午後はATSでの日本文化発表のいよいよ最終回。生徒たちもやり切った、と達成感のある表情でした。既に卒業していたバディも会いに来てくれるなど、全員が再会を果たすことができました。日本語を学ぶ生徒たちにとって、日本の生徒との交流の機会は特別だったとのことで、皆が目をキラキラさせて参加をしてくれていました。



Day 5
午前はJICE(一般財団法人日本国際協力センターの略称で、国際社会の発展に貢献するため、留学生支援、国際研修、日本語教育、多文化共生などを通じた人材育成を行う団体)のアブダビ事務所を訪問。超高層ビルの29階のフロアで海を一望できるオフィスに生徒たちは驚いていました。UAEの地で日本との関係強化に取り組まれていること、日本語教育の実際についてお聞きしました。

午後はAbrahamic Family Houseという学習、対話、信仰実践のための施設を訪問しました。イスラム教の「モスク」、キリスト教の「協会」、ユダヤ教の「シナゴーグ」という3つの宗教的空間と、対話のためのスペースが設けられている場所です。それぞれの礼拝堂を見学することができ、生徒たちもここまでの旅を振り返るかのように、心静かにその場を感じる様子が見られました。UAEが国として大切にしている「寛容」を表す場所の一つでした。

そして、いよいよアブダビ石油鉱業所でのプレゼンテーション!「日本の高校生から見た日系石油開発企業『アブダビ石油』の価値とは?その価値を未来にどう活かせるだろうか?」をテーマに3グループに分かれて発表しました。本研修で学んだことを取り入れることを条件としていたので、前日夜遅くまでスライドを調整したグループもあったようです。生徒達の発表内容は、ADOCの皆様のこれまでの実績の上に、未来に向けて力強く進むための提案やアイディアに満ちていました。所長はじめ皆さんが興味深く耳を傾けてくださり、各グループに温かいコメントを述べてくださる姿に、生徒たちも緊張がようやく解けた様子でした。さらに全てのホストが発表にかけつけてくださいました!UAEという遠い場所で日々創意工夫を重ねてミッションに向き合われている鉱業所の日本人の方々の姿はとても輝いており、生徒達にとってグローバルに働く一つのロールモデルとして大きな刺激となったことでしょう。生徒達にフラットに、そして敬意をもって接してくださった鉱業所の皆様に心より感謝申し上げます。
研修ラストはサプライズでドバイでのディナークルーズ。ここまで全力で頑張って来た生徒へのご褒美に、大喜びでした。
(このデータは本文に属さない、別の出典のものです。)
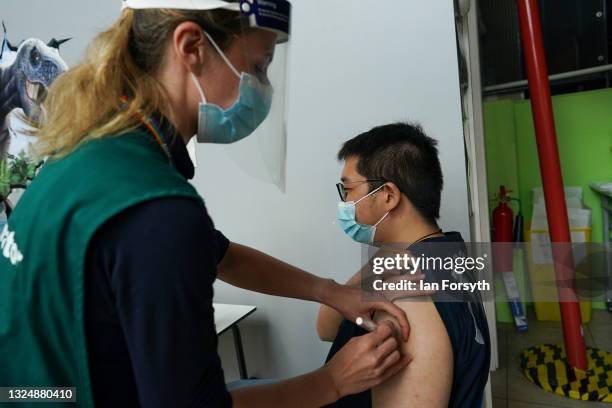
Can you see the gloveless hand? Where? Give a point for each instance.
(366, 361)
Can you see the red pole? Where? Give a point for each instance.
(552, 180)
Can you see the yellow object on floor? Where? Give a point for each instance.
(546, 366)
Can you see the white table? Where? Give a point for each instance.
(605, 191)
(228, 317)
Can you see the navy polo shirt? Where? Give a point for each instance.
(149, 318)
(467, 329)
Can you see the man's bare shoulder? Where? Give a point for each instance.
(427, 380)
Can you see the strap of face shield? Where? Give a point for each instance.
(273, 15)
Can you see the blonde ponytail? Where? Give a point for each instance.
(85, 102)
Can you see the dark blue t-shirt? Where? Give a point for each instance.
(149, 320)
(467, 330)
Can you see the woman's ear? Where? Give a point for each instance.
(190, 46)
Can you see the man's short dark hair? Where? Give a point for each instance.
(403, 154)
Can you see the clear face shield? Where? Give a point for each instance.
(263, 154)
(254, 127)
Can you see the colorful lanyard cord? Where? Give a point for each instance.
(153, 128)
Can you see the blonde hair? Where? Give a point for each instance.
(84, 103)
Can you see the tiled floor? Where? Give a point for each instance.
(512, 390)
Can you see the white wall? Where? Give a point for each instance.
(353, 65)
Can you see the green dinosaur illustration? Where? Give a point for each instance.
(15, 172)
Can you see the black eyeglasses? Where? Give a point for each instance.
(342, 191)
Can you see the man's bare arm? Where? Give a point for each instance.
(328, 319)
(427, 381)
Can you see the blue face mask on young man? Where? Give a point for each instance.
(224, 126)
(362, 233)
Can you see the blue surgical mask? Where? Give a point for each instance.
(362, 233)
(224, 126)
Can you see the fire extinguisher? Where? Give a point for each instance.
(502, 218)
(503, 254)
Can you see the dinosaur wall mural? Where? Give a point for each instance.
(26, 73)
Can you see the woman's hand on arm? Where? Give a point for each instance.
(250, 269)
(365, 362)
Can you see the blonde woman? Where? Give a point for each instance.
(108, 262)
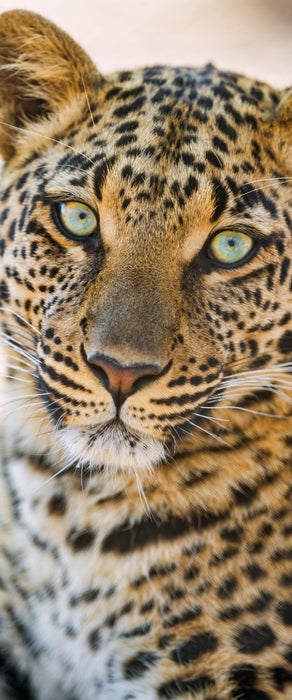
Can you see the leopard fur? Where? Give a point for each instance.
(145, 547)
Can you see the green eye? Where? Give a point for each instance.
(77, 218)
(229, 247)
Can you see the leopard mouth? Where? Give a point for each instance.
(112, 446)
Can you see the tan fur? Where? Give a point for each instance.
(145, 535)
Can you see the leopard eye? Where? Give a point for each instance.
(229, 247)
(77, 218)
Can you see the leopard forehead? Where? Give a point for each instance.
(165, 157)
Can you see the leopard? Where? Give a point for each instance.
(146, 445)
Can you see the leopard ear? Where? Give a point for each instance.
(41, 70)
(282, 126)
(284, 111)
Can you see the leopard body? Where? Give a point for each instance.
(145, 542)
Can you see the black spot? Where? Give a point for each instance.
(131, 107)
(187, 615)
(214, 159)
(284, 269)
(284, 610)
(252, 640)
(261, 602)
(226, 128)
(99, 178)
(254, 571)
(139, 664)
(281, 676)
(243, 494)
(194, 647)
(191, 186)
(220, 197)
(244, 676)
(81, 539)
(181, 686)
(94, 639)
(57, 504)
(128, 537)
(4, 291)
(285, 342)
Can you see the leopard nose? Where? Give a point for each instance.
(120, 380)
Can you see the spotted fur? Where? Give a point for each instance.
(145, 547)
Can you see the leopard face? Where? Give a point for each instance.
(136, 325)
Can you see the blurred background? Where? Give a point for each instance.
(250, 36)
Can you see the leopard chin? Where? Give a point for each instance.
(112, 447)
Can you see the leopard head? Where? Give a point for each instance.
(145, 245)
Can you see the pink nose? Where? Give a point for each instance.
(119, 380)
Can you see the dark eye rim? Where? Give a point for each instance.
(55, 213)
(231, 266)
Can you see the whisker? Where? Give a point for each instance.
(6, 309)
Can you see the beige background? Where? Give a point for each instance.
(252, 36)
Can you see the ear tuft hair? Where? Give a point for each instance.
(41, 69)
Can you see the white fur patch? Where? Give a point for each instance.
(112, 448)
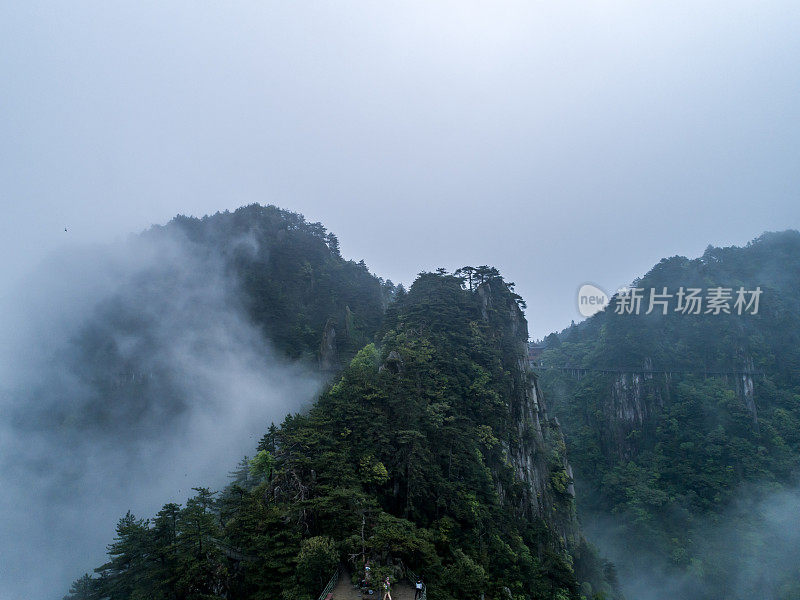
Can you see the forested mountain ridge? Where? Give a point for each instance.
(431, 450)
(293, 279)
(680, 453)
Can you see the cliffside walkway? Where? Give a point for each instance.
(620, 371)
(340, 588)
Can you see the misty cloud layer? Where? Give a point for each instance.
(755, 544)
(129, 374)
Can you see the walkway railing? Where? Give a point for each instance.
(331, 584)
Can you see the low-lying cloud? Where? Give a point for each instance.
(128, 374)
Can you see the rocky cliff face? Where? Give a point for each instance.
(536, 448)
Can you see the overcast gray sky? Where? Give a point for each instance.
(561, 141)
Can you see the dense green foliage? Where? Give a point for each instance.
(668, 460)
(405, 461)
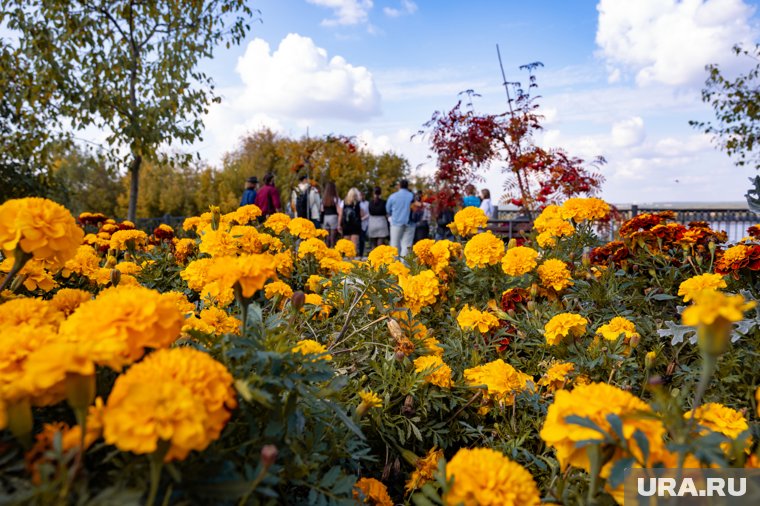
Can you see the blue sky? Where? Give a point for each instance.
(621, 80)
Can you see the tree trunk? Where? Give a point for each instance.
(134, 172)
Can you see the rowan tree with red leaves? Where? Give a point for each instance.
(466, 142)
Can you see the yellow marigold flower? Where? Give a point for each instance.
(345, 248)
(284, 263)
(302, 228)
(275, 288)
(39, 227)
(243, 215)
(372, 491)
(220, 321)
(554, 274)
(314, 283)
(719, 418)
(438, 372)
(472, 319)
(483, 250)
(398, 269)
(485, 477)
(218, 243)
(382, 255)
(277, 222)
(556, 376)
(563, 325)
(690, 288)
(595, 401)
(712, 305)
(425, 469)
(468, 221)
(35, 274)
(519, 260)
(420, 291)
(66, 300)
(502, 381)
(617, 326)
(582, 209)
(85, 262)
(313, 246)
(121, 322)
(179, 395)
(183, 249)
(370, 399)
(128, 239)
(29, 311)
(311, 347)
(251, 272)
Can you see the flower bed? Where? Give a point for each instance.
(237, 362)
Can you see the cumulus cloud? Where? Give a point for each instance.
(346, 12)
(628, 133)
(407, 7)
(671, 41)
(299, 81)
生徒達はUAEを離れる寂しさも感じながら帰国の途につきました。



【参加生徒の振り返りより】
• 今回の研修で最も大きな学びは、持続可能な社会は「将来の理想」ではなく、すでに現実として進められているということだ。マスダール・シティやマングローブパークを訪れ、環境保全や再生可能エネルギーの取り組みが、実際の暮らしや都市づくりに組み込まれていることを目にしたことで、環境問題をより身近な課題として捉えるようになった。また、ATSの生徒やホストファミリーとの交流を通して、文化は一方的に学ぶのではなく互いに分かち合うことで人との距離を縮める力を持つことにも気づいた点が、強く印象に残っている。
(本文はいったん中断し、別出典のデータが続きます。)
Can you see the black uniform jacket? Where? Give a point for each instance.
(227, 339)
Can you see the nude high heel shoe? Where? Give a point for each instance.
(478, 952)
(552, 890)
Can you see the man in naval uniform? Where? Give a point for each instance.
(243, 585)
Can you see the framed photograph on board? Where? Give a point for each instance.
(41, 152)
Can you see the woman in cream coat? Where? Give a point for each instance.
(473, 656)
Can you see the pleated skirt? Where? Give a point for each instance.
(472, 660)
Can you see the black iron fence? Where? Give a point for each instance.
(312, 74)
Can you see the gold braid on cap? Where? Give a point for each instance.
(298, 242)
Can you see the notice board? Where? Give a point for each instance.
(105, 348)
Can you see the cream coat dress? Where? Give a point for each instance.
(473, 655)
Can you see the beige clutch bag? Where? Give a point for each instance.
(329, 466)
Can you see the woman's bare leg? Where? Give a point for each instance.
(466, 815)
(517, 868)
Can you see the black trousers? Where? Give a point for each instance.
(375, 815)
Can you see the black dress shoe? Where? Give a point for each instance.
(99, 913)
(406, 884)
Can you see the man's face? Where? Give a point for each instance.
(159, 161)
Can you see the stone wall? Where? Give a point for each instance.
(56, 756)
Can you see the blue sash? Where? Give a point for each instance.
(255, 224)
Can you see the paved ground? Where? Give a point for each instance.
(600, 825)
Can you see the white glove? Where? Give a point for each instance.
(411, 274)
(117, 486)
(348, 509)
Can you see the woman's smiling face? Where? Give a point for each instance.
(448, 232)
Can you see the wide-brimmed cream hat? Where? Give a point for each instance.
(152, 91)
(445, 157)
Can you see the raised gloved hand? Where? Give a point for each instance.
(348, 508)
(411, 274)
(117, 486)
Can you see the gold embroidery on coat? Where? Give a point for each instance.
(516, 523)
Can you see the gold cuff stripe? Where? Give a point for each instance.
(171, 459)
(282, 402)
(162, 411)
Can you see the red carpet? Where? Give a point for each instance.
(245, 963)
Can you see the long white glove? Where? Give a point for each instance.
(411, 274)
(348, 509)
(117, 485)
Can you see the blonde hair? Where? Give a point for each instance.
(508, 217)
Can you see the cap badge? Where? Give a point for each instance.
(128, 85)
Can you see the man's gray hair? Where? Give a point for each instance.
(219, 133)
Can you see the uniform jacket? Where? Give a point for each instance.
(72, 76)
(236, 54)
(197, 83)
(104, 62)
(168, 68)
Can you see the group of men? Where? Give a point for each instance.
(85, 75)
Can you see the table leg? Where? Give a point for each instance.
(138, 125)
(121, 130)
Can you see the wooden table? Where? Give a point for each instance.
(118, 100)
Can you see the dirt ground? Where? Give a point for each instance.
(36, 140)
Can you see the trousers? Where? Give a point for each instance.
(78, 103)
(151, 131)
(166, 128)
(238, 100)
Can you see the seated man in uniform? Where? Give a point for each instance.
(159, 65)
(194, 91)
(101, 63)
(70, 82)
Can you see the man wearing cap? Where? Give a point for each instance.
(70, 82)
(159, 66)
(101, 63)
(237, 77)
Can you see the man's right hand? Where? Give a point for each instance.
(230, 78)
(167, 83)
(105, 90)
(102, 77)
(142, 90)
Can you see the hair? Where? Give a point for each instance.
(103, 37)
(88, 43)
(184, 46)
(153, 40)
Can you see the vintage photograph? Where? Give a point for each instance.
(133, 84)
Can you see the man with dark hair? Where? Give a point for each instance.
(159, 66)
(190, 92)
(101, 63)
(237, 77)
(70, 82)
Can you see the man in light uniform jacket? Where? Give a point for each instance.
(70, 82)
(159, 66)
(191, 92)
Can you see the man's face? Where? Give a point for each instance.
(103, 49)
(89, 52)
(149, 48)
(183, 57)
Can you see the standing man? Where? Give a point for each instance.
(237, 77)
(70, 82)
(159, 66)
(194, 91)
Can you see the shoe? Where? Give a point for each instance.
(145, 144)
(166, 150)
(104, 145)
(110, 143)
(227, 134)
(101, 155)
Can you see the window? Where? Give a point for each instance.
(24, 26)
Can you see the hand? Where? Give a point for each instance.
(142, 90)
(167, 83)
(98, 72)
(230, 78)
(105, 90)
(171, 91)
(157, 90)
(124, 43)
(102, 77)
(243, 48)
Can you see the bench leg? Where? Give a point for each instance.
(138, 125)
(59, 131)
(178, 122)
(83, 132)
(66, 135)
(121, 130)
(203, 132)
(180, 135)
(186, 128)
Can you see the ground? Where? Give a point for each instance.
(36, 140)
• これからの社会では日本という1つの国ではなく多くの国の人々が繋がりを持って生きていく必要があり、自分から積極的に行動していこうと感じました。また、アブダビに魅力を感じ、率直にアブダビで働くことにも興味を持ちました。

• 過去に2回、日本でバディを行いある程度アブダビの文化について理解をしていたつもりではあったが、現地へ実際に行くことでより理解を深められた。おそらく旅行で行っても出来ない体験(アブダビ石油の取り組みを知ったり家庭料理を食べたり)がこの研修で出来たことは、これからの自分の将来の理想の働き方などに大きく影響を受けたと感じる。また自然と都会が共存している部分で日本との共通点を感じたり、逆に日本では絶対にない場所(イスラム、キリスト、ユダヤなどの宗教が融合した施設)へ行き相違点や価値観の違いを学べたことが私にとってこの研修での大きな収穫だった。
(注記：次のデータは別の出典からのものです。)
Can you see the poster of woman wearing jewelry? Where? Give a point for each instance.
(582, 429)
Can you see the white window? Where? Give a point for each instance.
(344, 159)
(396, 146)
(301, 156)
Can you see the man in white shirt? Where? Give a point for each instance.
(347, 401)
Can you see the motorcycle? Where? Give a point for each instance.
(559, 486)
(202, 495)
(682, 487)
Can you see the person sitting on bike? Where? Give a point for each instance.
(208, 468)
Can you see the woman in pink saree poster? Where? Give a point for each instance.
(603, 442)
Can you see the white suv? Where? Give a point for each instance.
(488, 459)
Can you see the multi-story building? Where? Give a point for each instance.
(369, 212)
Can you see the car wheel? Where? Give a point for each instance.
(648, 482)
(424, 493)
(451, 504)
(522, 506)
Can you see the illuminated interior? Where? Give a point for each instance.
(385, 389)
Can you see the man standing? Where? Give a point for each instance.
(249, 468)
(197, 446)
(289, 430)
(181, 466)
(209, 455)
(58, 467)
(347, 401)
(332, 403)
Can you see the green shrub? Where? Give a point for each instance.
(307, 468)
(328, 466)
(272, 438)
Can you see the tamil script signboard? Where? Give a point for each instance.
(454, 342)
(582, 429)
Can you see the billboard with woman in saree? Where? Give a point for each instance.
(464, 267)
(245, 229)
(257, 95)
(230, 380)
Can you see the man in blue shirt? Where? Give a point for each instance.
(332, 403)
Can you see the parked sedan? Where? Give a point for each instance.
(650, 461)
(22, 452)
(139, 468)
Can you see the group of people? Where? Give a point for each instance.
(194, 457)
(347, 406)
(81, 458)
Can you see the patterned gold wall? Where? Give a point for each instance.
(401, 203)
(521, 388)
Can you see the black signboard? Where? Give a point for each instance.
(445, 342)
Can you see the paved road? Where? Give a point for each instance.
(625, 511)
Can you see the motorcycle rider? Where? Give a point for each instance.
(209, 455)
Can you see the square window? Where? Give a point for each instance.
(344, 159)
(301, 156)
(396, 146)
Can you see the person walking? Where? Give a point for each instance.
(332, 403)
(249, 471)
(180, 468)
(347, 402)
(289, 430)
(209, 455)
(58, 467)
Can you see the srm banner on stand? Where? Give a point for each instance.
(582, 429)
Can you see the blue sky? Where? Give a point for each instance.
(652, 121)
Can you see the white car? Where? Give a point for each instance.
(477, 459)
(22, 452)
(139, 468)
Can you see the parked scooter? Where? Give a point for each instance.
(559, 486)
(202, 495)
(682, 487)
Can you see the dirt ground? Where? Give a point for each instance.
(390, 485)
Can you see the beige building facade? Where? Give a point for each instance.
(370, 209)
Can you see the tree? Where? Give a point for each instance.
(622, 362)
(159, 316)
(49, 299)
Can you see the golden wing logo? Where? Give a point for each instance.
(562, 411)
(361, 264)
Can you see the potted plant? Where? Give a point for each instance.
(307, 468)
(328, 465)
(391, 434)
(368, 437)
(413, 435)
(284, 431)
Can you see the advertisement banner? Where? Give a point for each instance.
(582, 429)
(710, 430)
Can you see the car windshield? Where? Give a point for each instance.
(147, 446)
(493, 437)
• エネルギーを生み出さないと今の人間は生きていけないけど、そのためには環境問題への配慮もしないといけないということを学んだ。石油を売ることを仕事にしている人以外の立場の人の視点を知ることが、学びを深めることにつながると思う。今までは石油以外のエネルギー源を使ったらいいと簡単に考えていたけど、それではだめだと知って、同じような考えを持っている人が他にもいると思うから、その人たちにしっかり教えるべきだと思ったし今回学んだことをつなげられると思った。